Choseon était une courtisane qui avait seulement récemment relevé ses cheveux.

Naturellement, elle était encore jeune et ferme. À l’inverse, la courtisane que Machil étreignait à chaque jour de paie était la moins chère de l’Auberge de Bongyang. Il ne la prenait pas parce qu’il l’aimait — ses poches étaient légères, il n’avait pas le choix.

« Aujourd’hui, c’est différent. »

Maintenant que ses poches étaient pleines, il voulait étreindre une femme « de meilleure qualité », au moins cette fois.

Avec l’argent qu’il avait, il pouvait assurément s’offrir une nuit avec Choseon.

Dans sa tête, il lui donnait déjà des claques sur ses fesses rebondies. Naturellement, de la vigueur entra dans son truc.

Craignant que des gens dans la rue puissent voir, il calma un instant son excitation, puis se hâta à nouveau vers l’Auberge de Bongyang. Peut-être à cause de son excitation, ses pas étaient plusieurs fois plus légers que d’habitude, et bientôt il arriva à l’Auberge de Bongyang.

« Bienvenue. Oh là là, grand frère, ça faisait longtemps. »

Le serveur de l’Auberge de Bongyang le reconnut et le salua chaleureusement. C’était un type qui appelait tous les clients réguliers soit « monsieur », soit « grand frère ». Parmi ces deux mots, « monsieur » désignait un client qui semblait respectable, et « grand frère » désignait simplement un client facile.

Machil le savait très bien, mais il s’en moquait. Il savait que, si ce n’était pas ici, il ne recevrait ce traitement de « grand frère » nulle part ailleurs.

« Appelle Choseon pour moi. »

« Choseon ? Pas cette courtisane-là ? »

« Si. »

Les yeux du serveur devinrent malicieux.

Bien sûr, Machil savait parfaitement ce que ce regard signifiait.

« J’ai de l’argent. Tiens, regarde. »

Il lança au serveur toute la bourse en cuir. À l’intérieur, il y avait toute la paie de ce mois-ci. Bien sûr, y compris l’argent que Sam le Muet lui avait donné.

Le serveur prit la bourse, regarda à l’intérieur, et sembla un peu surpris.

« Tu n’as pas volé ça, au moins ? »

« Espèce de bâtard ! »

« Ah, laisse tomber. Pourquoi se mettre en colère pour ça ? Va dans la dernière chambre de cet étage. Choseon viendra s’occuper de toi sous peu. »

Une auberge fournit à l’origine un logement et des repas, mais l’Auberge de Bongyang était un peu différente.

Cet endroit vendait de l’hébergement et de la nourriture, et en plus de ça, du sexe.
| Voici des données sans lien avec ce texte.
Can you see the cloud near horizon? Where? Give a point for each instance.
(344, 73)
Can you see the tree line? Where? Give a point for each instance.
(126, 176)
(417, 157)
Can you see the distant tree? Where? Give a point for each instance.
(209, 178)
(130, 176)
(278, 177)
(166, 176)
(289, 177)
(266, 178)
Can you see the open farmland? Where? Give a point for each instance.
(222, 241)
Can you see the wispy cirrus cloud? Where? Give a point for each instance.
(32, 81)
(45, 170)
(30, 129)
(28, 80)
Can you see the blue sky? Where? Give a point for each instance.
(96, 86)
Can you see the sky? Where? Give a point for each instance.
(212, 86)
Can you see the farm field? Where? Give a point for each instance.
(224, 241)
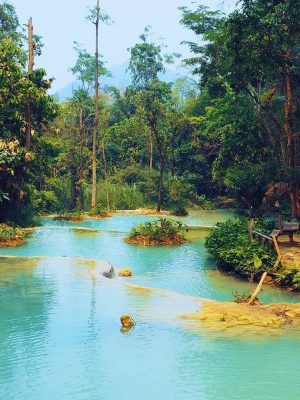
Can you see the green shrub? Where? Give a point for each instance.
(99, 210)
(290, 278)
(158, 230)
(233, 249)
(179, 195)
(7, 232)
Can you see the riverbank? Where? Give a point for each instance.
(222, 316)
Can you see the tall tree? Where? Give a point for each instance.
(153, 98)
(96, 16)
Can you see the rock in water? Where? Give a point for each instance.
(127, 321)
(125, 273)
(109, 272)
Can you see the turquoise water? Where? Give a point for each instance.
(60, 332)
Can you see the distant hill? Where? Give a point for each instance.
(120, 78)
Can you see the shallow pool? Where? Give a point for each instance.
(60, 332)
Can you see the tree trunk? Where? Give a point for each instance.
(151, 151)
(81, 170)
(105, 170)
(30, 70)
(160, 185)
(96, 119)
(295, 200)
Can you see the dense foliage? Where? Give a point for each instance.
(161, 230)
(236, 252)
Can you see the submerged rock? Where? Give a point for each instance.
(108, 271)
(127, 321)
(126, 272)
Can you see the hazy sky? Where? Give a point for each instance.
(61, 22)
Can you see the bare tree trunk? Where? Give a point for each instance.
(294, 192)
(96, 119)
(160, 185)
(105, 170)
(295, 200)
(30, 70)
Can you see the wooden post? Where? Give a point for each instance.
(30, 71)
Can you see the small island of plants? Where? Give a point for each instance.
(10, 236)
(156, 233)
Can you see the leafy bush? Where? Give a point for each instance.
(158, 230)
(46, 201)
(7, 232)
(99, 210)
(234, 250)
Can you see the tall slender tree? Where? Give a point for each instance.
(96, 16)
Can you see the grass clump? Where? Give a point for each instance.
(11, 236)
(160, 232)
(236, 252)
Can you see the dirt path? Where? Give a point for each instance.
(290, 252)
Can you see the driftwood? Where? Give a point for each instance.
(258, 289)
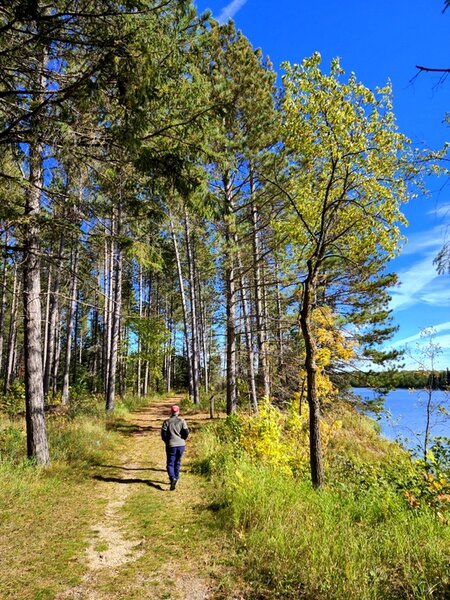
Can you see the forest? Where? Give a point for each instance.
(176, 217)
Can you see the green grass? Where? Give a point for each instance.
(46, 513)
(356, 539)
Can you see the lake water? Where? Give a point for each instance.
(404, 415)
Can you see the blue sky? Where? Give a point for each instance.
(379, 41)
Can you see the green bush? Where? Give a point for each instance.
(363, 537)
(13, 401)
(12, 442)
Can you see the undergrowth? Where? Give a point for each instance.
(46, 513)
(378, 530)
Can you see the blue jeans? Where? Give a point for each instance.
(174, 461)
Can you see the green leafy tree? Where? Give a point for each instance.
(348, 175)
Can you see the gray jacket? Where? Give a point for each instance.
(174, 431)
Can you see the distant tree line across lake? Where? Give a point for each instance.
(438, 380)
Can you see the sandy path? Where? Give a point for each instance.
(179, 559)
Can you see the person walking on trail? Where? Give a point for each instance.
(174, 433)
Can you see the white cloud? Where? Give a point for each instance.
(413, 281)
(430, 240)
(441, 211)
(443, 340)
(230, 10)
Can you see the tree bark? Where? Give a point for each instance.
(263, 366)
(248, 338)
(315, 447)
(70, 325)
(230, 286)
(50, 355)
(183, 303)
(3, 304)
(194, 328)
(117, 257)
(37, 445)
(12, 336)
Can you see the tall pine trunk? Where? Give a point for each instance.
(193, 301)
(263, 363)
(37, 445)
(315, 447)
(12, 336)
(70, 324)
(230, 287)
(116, 312)
(248, 336)
(183, 303)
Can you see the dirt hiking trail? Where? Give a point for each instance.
(149, 542)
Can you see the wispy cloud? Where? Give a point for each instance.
(439, 329)
(230, 10)
(413, 281)
(441, 211)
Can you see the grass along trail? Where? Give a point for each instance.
(149, 542)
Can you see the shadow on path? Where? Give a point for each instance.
(149, 482)
(119, 467)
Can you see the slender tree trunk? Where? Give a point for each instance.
(139, 365)
(194, 329)
(230, 286)
(47, 317)
(37, 445)
(317, 474)
(115, 320)
(263, 364)
(70, 325)
(108, 252)
(53, 318)
(76, 334)
(57, 360)
(12, 336)
(183, 303)
(248, 337)
(279, 319)
(203, 338)
(3, 304)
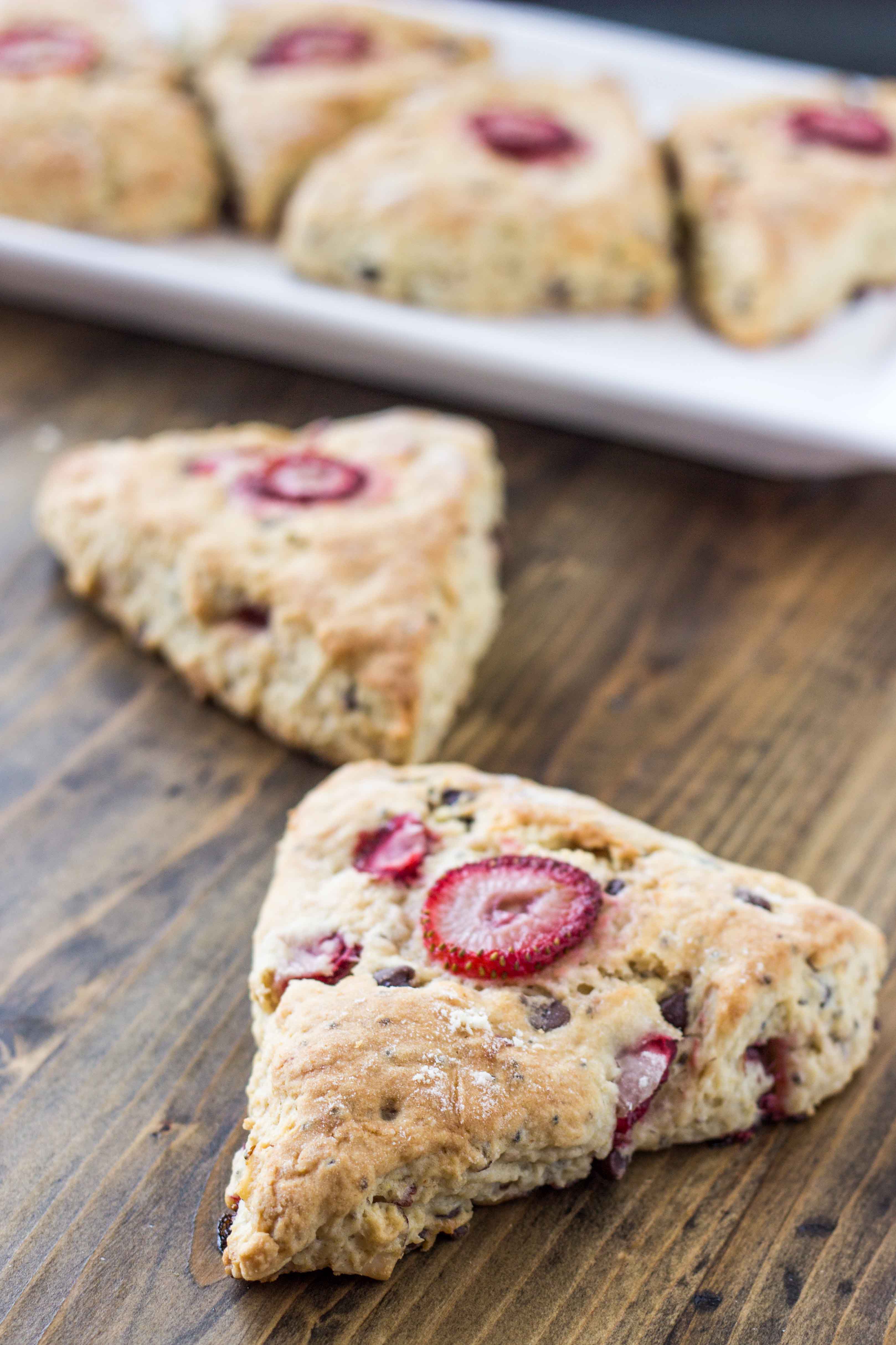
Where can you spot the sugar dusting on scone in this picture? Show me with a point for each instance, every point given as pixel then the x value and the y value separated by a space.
pixel 467 987
pixel 93 132
pixel 336 584
pixel 288 80
pixel 789 208
pixel 491 196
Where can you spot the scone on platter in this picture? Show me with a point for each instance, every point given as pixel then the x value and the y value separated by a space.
pixel 336 584
pixel 465 987
pixel 93 131
pixel 788 208
pixel 287 80
pixel 491 196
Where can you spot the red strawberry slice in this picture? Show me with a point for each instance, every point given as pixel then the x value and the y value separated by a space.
pixel 32 50
pixel 641 1074
pixel 315 45
pixel 526 135
pixel 328 960
pixel 508 916
pixel 397 850
pixel 304 479
pixel 773 1058
pixel 844 128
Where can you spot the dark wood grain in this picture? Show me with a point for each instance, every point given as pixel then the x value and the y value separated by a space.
pixel 711 653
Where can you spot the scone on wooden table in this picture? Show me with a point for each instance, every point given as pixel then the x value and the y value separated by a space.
pixel 465 987
pixel 93 132
pixel 492 196
pixel 336 584
pixel 288 80
pixel 788 208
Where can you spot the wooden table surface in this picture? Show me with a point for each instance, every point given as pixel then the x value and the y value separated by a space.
pixel 711 653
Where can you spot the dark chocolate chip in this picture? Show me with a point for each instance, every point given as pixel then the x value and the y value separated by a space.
pixel 225 1226
pixel 547 1015
pixel 753 898
pixel 394 977
pixel 675 1009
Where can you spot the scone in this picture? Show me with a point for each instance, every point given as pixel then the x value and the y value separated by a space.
pixel 492 197
pixel 93 132
pixel 336 584
pixel 465 987
pixel 788 209
pixel 288 80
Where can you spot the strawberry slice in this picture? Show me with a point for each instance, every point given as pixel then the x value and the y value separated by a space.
pixel 526 135
pixel 328 960
pixel 397 850
pixel 843 128
pixel 641 1074
pixel 773 1058
pixel 30 50
pixel 508 916
pixel 313 45
pixel 303 479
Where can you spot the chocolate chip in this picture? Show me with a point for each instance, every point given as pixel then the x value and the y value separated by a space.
pixel 675 1009
pixel 547 1015
pixel 394 977
pixel 225 1226
pixel 559 294
pixel 753 898
pixel 614 1167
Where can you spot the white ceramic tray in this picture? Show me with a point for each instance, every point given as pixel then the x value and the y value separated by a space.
pixel 819 407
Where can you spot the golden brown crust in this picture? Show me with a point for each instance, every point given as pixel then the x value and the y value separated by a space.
pixel 378 1117
pixel 780 233
pixel 272 123
pixel 115 150
pixel 416 209
pixel 379 606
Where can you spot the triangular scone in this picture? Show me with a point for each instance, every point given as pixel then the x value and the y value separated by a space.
pixel 288 80
pixel 338 584
pixel 389 1094
pixel 93 132
pixel 788 209
pixel 492 197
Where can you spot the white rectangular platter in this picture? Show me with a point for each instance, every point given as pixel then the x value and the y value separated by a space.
pixel 824 405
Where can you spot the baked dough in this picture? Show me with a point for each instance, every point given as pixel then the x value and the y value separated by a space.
pixel 382 1108
pixel 348 623
pixel 107 143
pixel 272 117
pixel 782 227
pixel 569 213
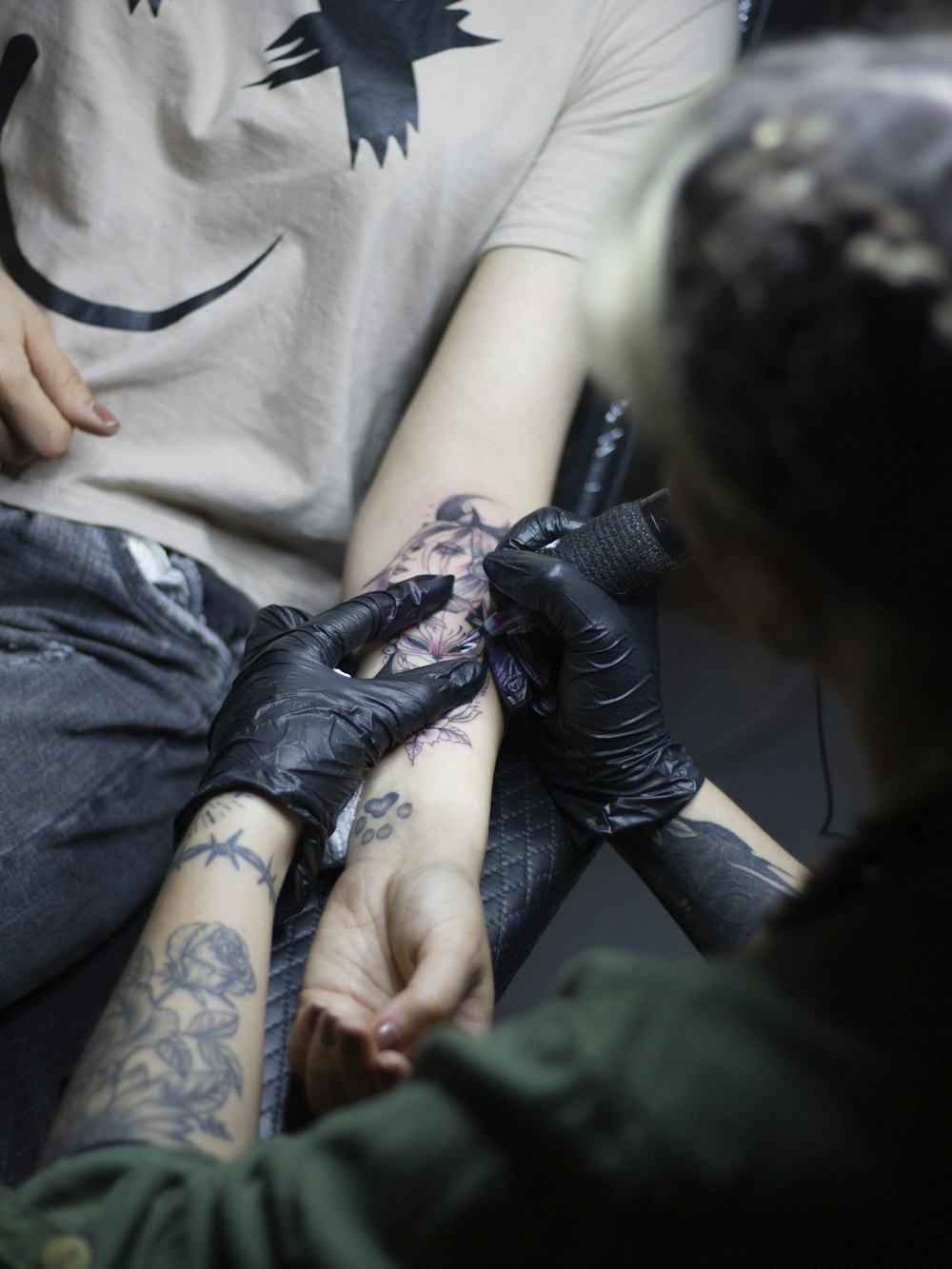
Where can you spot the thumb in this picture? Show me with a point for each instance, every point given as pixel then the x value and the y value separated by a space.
pixel 63 382
pixel 432 997
pixel 270 622
pixel 418 697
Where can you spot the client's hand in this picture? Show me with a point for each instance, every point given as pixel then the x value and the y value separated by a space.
pixel 395 953
pixel 598 734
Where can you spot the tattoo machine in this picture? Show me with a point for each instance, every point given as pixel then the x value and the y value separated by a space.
pixel 626 551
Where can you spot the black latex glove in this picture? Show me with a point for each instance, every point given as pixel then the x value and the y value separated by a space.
pixel 296 731
pixel 598 732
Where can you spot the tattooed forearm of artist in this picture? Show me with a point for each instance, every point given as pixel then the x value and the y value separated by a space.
pixel 159 1067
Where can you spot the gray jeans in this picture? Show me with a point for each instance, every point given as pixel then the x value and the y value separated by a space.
pixel 109 684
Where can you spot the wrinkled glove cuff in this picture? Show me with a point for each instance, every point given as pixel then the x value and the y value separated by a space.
pixel 278 787
pixel 666 789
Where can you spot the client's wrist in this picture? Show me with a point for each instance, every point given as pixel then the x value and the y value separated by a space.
pixel 240 819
Il faisait des affaires en lien avec le quartier rouge derrière le quartier des plaisirs de Bongyang.

Pas seulement ici : toutes les auberges proches faisaient ce genre de commerce. Grâce à cela, toutes ces auberges qui agonisaient reprirent vie. Les autorités savaient très bien que cela se faisait, mais fermaient les yeux. Parce que, parmi la clientèle principale, il y avait aussi beaucoup d’officiels. Et ils recevaient, en plus, de gros pots-de-vin.

L’argent et les femmes.

Ces deux choses vont ensemble dans n’importe quel monde. Autrement dit, tant que tu as de l’argent, même si tu es de bas statut, pouvoir posséder une jolie femme, même temporairement — c’est ça, l’essence du monde.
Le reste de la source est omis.